Re: [PATCH rfc v2 04/10] s390: mm: use try_vma_locked_page_fault()

From: Alexander Gordeev
Date: Thu Aug 24 2023 - 04:18:49 EST


On Mon, Aug 21, 2023 at 08:30:50PM +0800, Kefeng Wang wrote:
> Use new try_vma_locked_page_fault() helper to simplify code.
> No functional change intended.
>
> Signed-off-by: Kefeng Wang <wangkefeng.wang@xxxxxxxxxx>
> ---
> arch/s390/mm/fault.c | 66 ++++++++++++++++++--------------------------
> 1 file changed, 27 insertions(+), 39 deletions(-)
>
> diff --git a/arch/s390/mm/fault.c b/arch/s390/mm/fault.c
> index 099c4824dd8a..fbbdebde6ea7 100644
> --- a/arch/s390/mm/fault.c
> +++ b/arch/s390/mm/fault.c
> @@ -357,16 +357,18 @@ static noinline void do_fault_error(struct pt_regs *regs, vm_fault_t fault)
> static inline vm_fault_t do_exception(struct pt_regs *regs, int access)
> {
> struct gmap *gmap;
> - struct task_struct *tsk;
> - struct mm_struct *mm;
> struct vm_area_struct *vma;
> enum fault_type type;
> - unsigned long address;
> - unsigned int flags;
> + struct mm_struct *mm = current->mm;
> + unsigned long address = get_fault_address(regs);
> vm_fault_t fault;
> bool is_write;
> + struct vm_fault vmf = {
> + .real_address = address,
> + .flags = FAULT_FLAG_DEFAULT,
> + .vm_flags = access,
> + };
>
> - tsk = current;
> /*
> * The instruction that caused the program check has
> * been nullified.

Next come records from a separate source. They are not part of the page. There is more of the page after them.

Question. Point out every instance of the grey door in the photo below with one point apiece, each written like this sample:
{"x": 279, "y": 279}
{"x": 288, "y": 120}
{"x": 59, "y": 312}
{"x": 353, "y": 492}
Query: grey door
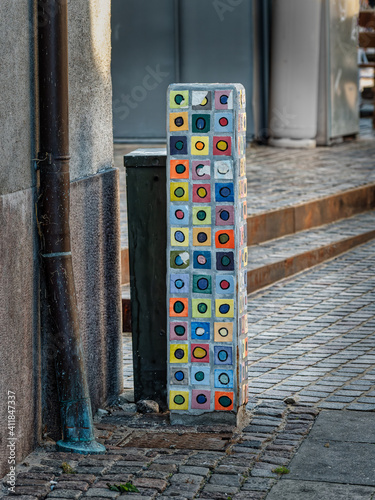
{"x": 157, "y": 42}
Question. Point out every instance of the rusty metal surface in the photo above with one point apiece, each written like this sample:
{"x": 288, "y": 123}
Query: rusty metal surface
{"x": 183, "y": 441}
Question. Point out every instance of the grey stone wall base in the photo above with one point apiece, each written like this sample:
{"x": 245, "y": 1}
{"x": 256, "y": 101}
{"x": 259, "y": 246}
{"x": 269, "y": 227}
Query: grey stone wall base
{"x": 94, "y": 226}
{"x": 210, "y": 418}
{"x": 19, "y": 324}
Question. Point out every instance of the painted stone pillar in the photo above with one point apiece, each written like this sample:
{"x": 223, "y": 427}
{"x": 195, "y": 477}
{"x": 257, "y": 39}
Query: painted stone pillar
{"x": 206, "y": 253}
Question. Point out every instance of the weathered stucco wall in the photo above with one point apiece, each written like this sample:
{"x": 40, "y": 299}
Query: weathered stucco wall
{"x": 19, "y": 311}
{"x": 24, "y": 363}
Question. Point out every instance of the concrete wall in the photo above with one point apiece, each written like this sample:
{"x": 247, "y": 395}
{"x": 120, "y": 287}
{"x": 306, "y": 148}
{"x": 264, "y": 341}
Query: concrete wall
{"x": 25, "y": 366}
{"x": 19, "y": 296}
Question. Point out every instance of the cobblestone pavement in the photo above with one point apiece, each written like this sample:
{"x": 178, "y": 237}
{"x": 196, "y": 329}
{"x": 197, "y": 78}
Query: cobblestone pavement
{"x": 314, "y": 335}
{"x": 312, "y": 338}
{"x": 283, "y": 177}
{"x": 233, "y": 465}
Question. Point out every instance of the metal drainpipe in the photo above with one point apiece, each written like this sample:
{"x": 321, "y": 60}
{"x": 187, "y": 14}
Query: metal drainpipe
{"x": 53, "y": 220}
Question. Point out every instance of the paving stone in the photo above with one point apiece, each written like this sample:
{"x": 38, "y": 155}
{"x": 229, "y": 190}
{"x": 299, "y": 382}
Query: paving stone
{"x": 145, "y": 482}
{"x": 199, "y": 471}
{"x": 225, "y": 479}
{"x": 312, "y": 490}
{"x": 101, "y": 492}
{"x": 232, "y": 469}
{"x": 186, "y": 479}
{"x": 88, "y": 478}
{"x": 220, "y": 489}
{"x": 250, "y": 495}
{"x": 182, "y": 490}
{"x": 361, "y": 407}
{"x": 26, "y": 497}
{"x": 36, "y": 491}
{"x": 71, "y": 494}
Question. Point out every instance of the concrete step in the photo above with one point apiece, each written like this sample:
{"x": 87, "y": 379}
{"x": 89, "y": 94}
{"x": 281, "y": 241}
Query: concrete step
{"x": 266, "y": 226}
{"x": 274, "y": 224}
{"x": 274, "y": 260}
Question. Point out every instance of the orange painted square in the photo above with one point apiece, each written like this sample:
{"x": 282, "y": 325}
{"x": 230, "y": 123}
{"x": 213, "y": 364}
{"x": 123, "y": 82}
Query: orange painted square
{"x": 174, "y": 174}
{"x": 218, "y": 395}
{"x": 230, "y": 243}
{"x": 174, "y": 303}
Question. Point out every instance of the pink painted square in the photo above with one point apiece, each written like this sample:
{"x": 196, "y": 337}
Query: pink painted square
{"x": 222, "y": 146}
{"x": 224, "y": 215}
{"x": 223, "y": 99}
{"x": 201, "y": 193}
{"x": 201, "y": 170}
{"x": 178, "y": 330}
{"x": 201, "y": 399}
{"x": 200, "y": 353}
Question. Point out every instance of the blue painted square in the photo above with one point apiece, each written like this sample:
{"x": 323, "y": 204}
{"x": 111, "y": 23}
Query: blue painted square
{"x": 179, "y": 283}
{"x": 200, "y": 330}
{"x": 179, "y": 215}
{"x": 224, "y": 191}
{"x": 200, "y": 375}
{"x": 223, "y": 122}
{"x": 225, "y": 261}
{"x": 224, "y": 284}
{"x": 178, "y": 145}
{"x": 224, "y": 379}
{"x": 202, "y": 260}
{"x": 223, "y": 355}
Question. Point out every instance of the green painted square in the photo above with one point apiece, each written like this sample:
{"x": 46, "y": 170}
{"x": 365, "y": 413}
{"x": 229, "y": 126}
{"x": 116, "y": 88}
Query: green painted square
{"x": 179, "y": 99}
{"x": 201, "y": 308}
{"x": 202, "y": 284}
{"x": 200, "y": 123}
{"x": 202, "y": 215}
{"x": 179, "y": 259}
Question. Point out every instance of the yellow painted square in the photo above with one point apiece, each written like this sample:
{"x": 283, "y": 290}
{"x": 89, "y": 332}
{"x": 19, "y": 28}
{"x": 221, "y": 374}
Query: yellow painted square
{"x": 173, "y": 396}
{"x": 173, "y": 127}
{"x": 177, "y": 233}
{"x": 197, "y": 232}
{"x": 222, "y": 302}
{"x": 242, "y": 167}
{"x": 175, "y": 347}
{"x": 223, "y": 332}
{"x": 179, "y": 191}
{"x": 244, "y": 257}
{"x": 199, "y": 311}
{"x": 200, "y": 145}
{"x": 197, "y": 215}
{"x": 179, "y": 99}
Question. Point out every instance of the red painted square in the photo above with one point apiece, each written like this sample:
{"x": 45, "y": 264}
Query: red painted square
{"x": 201, "y": 193}
{"x": 224, "y": 400}
{"x": 224, "y": 238}
{"x": 200, "y": 353}
{"x": 222, "y": 146}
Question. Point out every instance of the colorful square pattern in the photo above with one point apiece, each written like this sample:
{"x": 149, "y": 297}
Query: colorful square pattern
{"x": 206, "y": 251}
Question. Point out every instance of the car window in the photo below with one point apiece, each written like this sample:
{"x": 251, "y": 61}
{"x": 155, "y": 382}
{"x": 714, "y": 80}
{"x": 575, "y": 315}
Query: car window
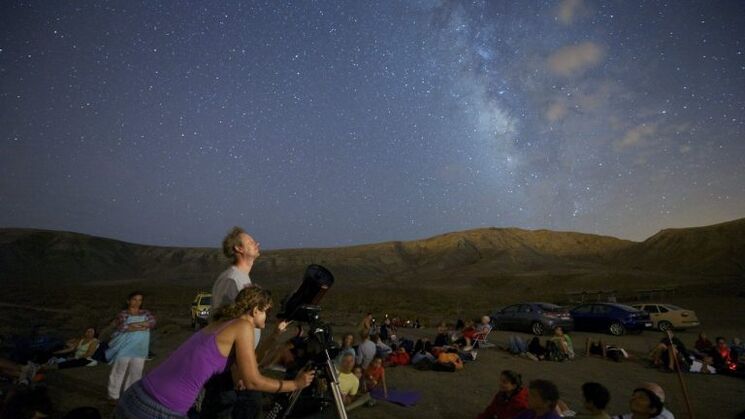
{"x": 510, "y": 309}
{"x": 600, "y": 309}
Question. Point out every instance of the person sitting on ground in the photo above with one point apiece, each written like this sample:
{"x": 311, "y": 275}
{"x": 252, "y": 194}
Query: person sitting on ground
{"x": 647, "y": 401}
{"x": 666, "y": 352}
{"x": 346, "y": 347}
{"x": 365, "y": 351}
{"x": 360, "y": 374}
{"x": 510, "y": 400}
{"x": 723, "y": 361}
{"x": 599, "y": 348}
{"x": 449, "y": 360}
{"x": 703, "y": 345}
{"x": 468, "y": 333}
{"x": 366, "y": 324}
{"x": 380, "y": 347}
{"x": 563, "y": 344}
{"x": 349, "y": 384}
{"x": 442, "y": 340}
{"x": 596, "y": 398}
{"x": 78, "y": 350}
{"x": 535, "y": 348}
{"x": 737, "y": 348}
{"x": 399, "y": 357}
{"x": 375, "y": 376}
{"x": 543, "y": 396}
{"x": 422, "y": 351}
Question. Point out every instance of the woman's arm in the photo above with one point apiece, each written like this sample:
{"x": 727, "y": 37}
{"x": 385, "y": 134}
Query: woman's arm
{"x": 248, "y": 370}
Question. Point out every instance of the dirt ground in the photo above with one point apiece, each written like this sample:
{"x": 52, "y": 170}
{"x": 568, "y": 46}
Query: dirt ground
{"x": 465, "y": 393}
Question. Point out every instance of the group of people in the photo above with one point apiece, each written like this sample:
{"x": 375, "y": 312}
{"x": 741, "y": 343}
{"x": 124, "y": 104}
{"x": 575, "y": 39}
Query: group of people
{"x": 541, "y": 400}
{"x": 706, "y": 357}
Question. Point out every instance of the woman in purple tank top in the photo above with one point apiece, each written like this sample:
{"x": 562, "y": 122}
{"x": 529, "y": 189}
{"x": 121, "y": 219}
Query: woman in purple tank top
{"x": 169, "y": 390}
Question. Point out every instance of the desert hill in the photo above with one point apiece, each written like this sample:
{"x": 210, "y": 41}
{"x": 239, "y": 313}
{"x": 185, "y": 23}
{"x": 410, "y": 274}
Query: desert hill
{"x": 472, "y": 254}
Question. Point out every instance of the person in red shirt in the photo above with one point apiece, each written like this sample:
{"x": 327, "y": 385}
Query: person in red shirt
{"x": 399, "y": 357}
{"x": 510, "y": 400}
{"x": 375, "y": 375}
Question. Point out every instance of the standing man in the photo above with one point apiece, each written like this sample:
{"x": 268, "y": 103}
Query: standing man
{"x": 224, "y": 398}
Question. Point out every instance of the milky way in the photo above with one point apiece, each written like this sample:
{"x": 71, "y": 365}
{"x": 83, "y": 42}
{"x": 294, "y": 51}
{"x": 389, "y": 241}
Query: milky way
{"x": 335, "y": 123}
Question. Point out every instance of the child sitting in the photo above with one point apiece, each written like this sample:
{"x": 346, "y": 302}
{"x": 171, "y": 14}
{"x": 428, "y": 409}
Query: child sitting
{"x": 375, "y": 376}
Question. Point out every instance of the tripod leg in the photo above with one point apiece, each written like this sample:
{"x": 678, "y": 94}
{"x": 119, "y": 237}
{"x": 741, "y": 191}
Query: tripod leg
{"x": 334, "y": 384}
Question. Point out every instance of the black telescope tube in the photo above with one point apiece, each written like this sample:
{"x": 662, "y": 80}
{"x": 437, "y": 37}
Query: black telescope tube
{"x": 316, "y": 281}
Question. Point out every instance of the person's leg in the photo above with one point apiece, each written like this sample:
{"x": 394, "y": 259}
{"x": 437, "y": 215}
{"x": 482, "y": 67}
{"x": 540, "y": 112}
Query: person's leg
{"x": 359, "y": 401}
{"x": 73, "y": 363}
{"x": 116, "y": 378}
{"x": 134, "y": 372}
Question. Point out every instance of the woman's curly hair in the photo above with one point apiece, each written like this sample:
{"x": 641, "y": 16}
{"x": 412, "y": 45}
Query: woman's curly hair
{"x": 249, "y": 298}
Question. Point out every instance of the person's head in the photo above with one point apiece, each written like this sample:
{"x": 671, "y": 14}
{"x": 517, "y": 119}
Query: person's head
{"x": 648, "y": 399}
{"x": 348, "y": 341}
{"x": 134, "y": 300}
{"x": 347, "y": 363}
{"x": 596, "y": 396}
{"x": 542, "y": 396}
{"x": 509, "y": 381}
{"x": 377, "y": 362}
{"x": 253, "y": 301}
{"x": 238, "y": 245}
{"x": 90, "y": 333}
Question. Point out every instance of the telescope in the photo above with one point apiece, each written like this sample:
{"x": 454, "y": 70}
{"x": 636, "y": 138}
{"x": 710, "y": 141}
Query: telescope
{"x": 318, "y": 349}
{"x": 302, "y": 305}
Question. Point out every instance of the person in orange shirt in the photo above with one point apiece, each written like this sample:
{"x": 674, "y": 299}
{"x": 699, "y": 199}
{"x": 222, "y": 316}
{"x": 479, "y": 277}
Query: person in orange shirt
{"x": 451, "y": 357}
{"x": 375, "y": 375}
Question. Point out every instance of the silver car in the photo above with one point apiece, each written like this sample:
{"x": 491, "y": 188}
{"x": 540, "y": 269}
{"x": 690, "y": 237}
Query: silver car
{"x": 536, "y": 318}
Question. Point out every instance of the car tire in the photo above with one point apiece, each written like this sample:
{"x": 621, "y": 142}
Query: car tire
{"x": 616, "y": 329}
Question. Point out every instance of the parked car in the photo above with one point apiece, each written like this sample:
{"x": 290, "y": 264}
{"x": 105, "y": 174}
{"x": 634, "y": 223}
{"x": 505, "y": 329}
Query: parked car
{"x": 536, "y": 318}
{"x": 667, "y": 316}
{"x": 613, "y": 318}
{"x": 200, "y": 310}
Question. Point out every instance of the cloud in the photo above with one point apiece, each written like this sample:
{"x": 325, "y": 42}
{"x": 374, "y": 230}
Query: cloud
{"x": 556, "y": 111}
{"x": 569, "y": 10}
{"x": 637, "y": 136}
{"x": 574, "y": 60}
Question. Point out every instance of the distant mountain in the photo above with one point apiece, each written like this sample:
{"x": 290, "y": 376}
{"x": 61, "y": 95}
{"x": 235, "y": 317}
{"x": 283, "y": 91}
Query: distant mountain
{"x": 717, "y": 249}
{"x": 453, "y": 257}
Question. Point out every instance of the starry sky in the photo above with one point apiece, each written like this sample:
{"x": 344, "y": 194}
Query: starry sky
{"x": 320, "y": 123}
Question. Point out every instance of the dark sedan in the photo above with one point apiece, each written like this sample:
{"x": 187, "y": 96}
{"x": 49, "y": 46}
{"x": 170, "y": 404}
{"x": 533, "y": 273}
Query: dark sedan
{"x": 612, "y": 318}
{"x": 536, "y": 318}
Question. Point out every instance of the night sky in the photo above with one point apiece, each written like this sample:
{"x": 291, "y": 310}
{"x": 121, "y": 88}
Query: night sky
{"x": 315, "y": 123}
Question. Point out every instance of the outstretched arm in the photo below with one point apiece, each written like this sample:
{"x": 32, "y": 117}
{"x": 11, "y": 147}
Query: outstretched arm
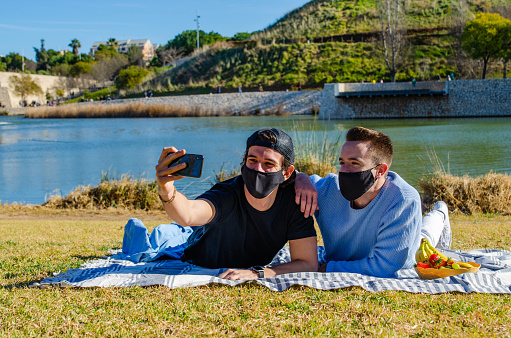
{"x": 304, "y": 257}
{"x": 182, "y": 210}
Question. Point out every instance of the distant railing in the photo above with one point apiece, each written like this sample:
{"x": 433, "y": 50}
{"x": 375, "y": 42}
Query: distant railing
{"x": 347, "y": 90}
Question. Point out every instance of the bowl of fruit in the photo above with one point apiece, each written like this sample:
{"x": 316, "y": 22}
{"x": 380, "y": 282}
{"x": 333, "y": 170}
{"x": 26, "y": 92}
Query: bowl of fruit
{"x": 432, "y": 264}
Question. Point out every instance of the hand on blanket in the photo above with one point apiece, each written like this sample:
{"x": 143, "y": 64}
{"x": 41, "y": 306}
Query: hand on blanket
{"x": 236, "y": 274}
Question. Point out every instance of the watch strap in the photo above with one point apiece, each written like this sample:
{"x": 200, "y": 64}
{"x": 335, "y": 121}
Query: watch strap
{"x": 259, "y": 270}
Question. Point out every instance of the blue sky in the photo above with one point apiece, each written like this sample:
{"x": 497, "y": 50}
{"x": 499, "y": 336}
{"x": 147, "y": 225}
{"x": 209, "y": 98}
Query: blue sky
{"x": 25, "y": 23}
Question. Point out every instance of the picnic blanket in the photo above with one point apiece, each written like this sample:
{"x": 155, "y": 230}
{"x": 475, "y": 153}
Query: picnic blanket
{"x": 112, "y": 271}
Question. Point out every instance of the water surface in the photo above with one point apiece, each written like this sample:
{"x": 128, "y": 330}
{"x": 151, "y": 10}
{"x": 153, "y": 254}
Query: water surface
{"x": 43, "y": 157}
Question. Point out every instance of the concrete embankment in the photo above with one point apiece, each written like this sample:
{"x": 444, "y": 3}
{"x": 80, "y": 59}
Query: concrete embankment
{"x": 297, "y": 103}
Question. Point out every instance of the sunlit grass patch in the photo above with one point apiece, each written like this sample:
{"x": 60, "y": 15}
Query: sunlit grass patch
{"x": 488, "y": 194}
{"x": 41, "y": 241}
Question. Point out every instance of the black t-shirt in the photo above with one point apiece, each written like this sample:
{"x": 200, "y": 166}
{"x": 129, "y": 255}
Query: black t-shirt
{"x": 240, "y": 236}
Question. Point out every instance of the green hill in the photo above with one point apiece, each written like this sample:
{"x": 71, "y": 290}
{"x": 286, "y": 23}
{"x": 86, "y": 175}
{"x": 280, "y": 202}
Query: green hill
{"x": 331, "y": 41}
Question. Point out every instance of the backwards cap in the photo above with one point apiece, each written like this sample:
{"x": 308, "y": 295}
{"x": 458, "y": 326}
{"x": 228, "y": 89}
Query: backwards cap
{"x": 284, "y": 144}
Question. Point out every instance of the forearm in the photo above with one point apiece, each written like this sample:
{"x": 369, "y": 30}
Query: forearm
{"x": 184, "y": 211}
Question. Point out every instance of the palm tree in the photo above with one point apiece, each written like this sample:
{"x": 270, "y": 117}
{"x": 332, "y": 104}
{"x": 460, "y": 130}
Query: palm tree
{"x": 112, "y": 42}
{"x": 75, "y": 44}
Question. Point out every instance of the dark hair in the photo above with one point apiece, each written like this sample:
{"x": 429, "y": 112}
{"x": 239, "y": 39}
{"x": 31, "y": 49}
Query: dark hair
{"x": 380, "y": 149}
{"x": 269, "y": 136}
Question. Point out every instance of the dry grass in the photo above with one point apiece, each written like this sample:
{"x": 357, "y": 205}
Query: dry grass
{"x": 315, "y": 154}
{"x": 110, "y": 110}
{"x": 40, "y": 243}
{"x": 490, "y": 193}
{"x": 126, "y": 193}
{"x": 487, "y": 194}
{"x": 137, "y": 110}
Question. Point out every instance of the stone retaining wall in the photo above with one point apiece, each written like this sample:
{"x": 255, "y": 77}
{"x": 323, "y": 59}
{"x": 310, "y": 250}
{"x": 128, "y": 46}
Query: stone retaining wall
{"x": 466, "y": 98}
{"x": 9, "y": 99}
{"x": 297, "y": 103}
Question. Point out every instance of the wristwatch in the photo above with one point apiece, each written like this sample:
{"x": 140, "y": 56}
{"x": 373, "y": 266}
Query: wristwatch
{"x": 259, "y": 270}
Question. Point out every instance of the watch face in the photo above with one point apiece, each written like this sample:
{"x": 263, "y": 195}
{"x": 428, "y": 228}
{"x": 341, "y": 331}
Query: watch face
{"x": 259, "y": 269}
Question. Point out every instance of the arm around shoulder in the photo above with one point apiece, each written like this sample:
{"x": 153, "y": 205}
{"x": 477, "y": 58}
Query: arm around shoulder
{"x": 304, "y": 258}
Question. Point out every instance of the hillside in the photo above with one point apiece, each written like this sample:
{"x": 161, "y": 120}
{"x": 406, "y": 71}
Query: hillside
{"x": 331, "y": 41}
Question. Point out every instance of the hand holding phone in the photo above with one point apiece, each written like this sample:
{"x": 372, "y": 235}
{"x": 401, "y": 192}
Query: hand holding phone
{"x": 193, "y": 168}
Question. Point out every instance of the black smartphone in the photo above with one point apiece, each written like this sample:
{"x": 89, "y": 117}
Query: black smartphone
{"x": 193, "y": 165}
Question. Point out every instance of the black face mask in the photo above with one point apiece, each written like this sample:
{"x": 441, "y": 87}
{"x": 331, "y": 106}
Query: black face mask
{"x": 354, "y": 185}
{"x": 260, "y": 184}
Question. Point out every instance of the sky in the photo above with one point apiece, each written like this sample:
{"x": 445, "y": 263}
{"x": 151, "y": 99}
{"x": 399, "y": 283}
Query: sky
{"x": 24, "y": 24}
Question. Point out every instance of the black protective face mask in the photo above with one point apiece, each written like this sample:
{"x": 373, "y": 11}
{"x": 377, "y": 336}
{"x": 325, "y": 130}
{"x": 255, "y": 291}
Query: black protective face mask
{"x": 354, "y": 185}
{"x": 260, "y": 184}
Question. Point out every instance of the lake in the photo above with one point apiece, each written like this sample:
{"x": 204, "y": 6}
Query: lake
{"x": 39, "y": 158}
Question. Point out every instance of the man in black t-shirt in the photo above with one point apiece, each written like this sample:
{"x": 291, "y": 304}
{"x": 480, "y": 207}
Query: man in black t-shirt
{"x": 243, "y": 222}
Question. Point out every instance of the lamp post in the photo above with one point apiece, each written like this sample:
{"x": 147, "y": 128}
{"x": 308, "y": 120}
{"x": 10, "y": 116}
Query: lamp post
{"x": 197, "y": 20}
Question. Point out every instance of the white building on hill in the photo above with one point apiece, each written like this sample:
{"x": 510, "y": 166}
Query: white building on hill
{"x": 145, "y": 46}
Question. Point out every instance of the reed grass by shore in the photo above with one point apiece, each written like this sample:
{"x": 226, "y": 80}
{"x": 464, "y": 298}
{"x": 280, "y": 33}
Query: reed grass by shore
{"x": 487, "y": 194}
{"x": 40, "y": 243}
{"x": 137, "y": 110}
{"x": 106, "y": 110}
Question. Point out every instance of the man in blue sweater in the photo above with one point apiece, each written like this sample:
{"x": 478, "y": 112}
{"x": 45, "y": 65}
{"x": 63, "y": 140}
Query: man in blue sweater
{"x": 369, "y": 217}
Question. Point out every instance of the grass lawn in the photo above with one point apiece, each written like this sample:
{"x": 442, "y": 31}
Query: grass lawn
{"x": 35, "y": 243}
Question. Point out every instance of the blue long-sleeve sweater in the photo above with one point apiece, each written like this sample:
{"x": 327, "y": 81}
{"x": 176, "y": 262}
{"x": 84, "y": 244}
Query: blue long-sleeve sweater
{"x": 377, "y": 240}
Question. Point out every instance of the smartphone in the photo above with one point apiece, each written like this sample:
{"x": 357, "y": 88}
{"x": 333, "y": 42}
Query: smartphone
{"x": 193, "y": 165}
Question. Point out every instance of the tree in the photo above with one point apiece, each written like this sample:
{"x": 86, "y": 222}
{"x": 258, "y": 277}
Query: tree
{"x": 506, "y": 46}
{"x": 241, "y": 36}
{"x": 187, "y": 40}
{"x": 456, "y": 25}
{"x": 113, "y": 43}
{"x": 41, "y": 56}
{"x": 393, "y": 34}
{"x": 484, "y": 38}
{"x": 130, "y": 77}
{"x": 80, "y": 68}
{"x": 166, "y": 55}
{"x": 24, "y": 86}
{"x": 135, "y": 56}
{"x": 75, "y": 44}
{"x": 104, "y": 51}
{"x": 108, "y": 67}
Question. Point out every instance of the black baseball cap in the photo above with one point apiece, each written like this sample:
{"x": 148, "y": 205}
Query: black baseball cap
{"x": 284, "y": 144}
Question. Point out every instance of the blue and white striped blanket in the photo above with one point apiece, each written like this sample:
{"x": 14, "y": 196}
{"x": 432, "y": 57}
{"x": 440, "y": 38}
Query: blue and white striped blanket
{"x": 111, "y": 271}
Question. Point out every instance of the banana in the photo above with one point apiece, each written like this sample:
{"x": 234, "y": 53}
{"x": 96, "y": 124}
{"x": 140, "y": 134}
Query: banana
{"x": 432, "y": 250}
{"x": 464, "y": 265}
{"x": 421, "y": 255}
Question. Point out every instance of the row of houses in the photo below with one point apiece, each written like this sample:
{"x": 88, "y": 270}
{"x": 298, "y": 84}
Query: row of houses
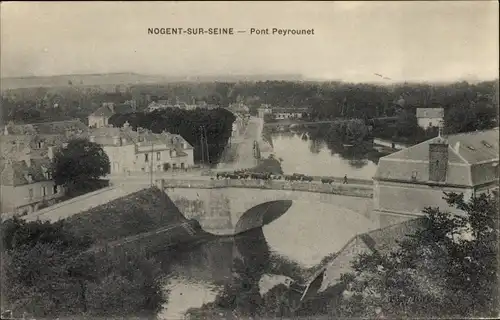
{"x": 415, "y": 178}
{"x": 282, "y": 113}
{"x": 164, "y": 104}
{"x": 27, "y": 152}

Don't signal single step via SIGTRAP.
> @@ -376,8 +378,6 @@ static inline vm_fault_t do_exception(struct pt_regs *regs, int access)
> if (kprobe_page_fault(regs, 14))
> return 0;
>
> - mm = tsk->mm;
> - address = get_fault_address(regs);
> is_write = fault_is_write(regs);
>
> /*
> @@ -398,45 +398,33 @@ static inline vm_fault_t do_exception(struct pt_regs *regs, int access)
> }
>
> perf_sw_event(PERF_COUNT_SW_PAGE_FAULTS, 1, regs, address);
> - flags = FAULT_FLAG_DEFAULT;
> if (user_mode(regs))
> - flags |= FAULT_FLAG_USER;
> + vmf.flags |= FAULT_FLAG_USER;
> if (is_write)
> - access = VM_WRITE;
> - if (access == VM_WRITE)
> - flags |= FAULT_FLAG_WRITE;
> - if (!(flags & FAULT_FLAG_USER))
> - goto lock_mmap;
> - vma = lock_vma_under_rcu(mm, address);
> - if (!vma)
> - goto lock_mmap;
> - if (!(vma->vm_flags & access)) {
> - vma_end_read(vma);
> - goto lock_mmap;
> - }
> - fault = handle_mm_fault(vma, address, flags | FAULT_FLAG_VMA_LOCK, regs);
> - if (!(fault & (VM_FAULT_RETRY | VM_FAULT_COMPLETED)))
> - vma_end_read(vma);
> - if (!(fault & VM_FAULT_RETRY)) {
> - count_vm_vma_lock_event(VMA_LOCK_SUCCESS);
> - if (likely(!(fault & VM_FAULT_ERROR)))
> - fault = 0;

This fault fixup is removed in the new version.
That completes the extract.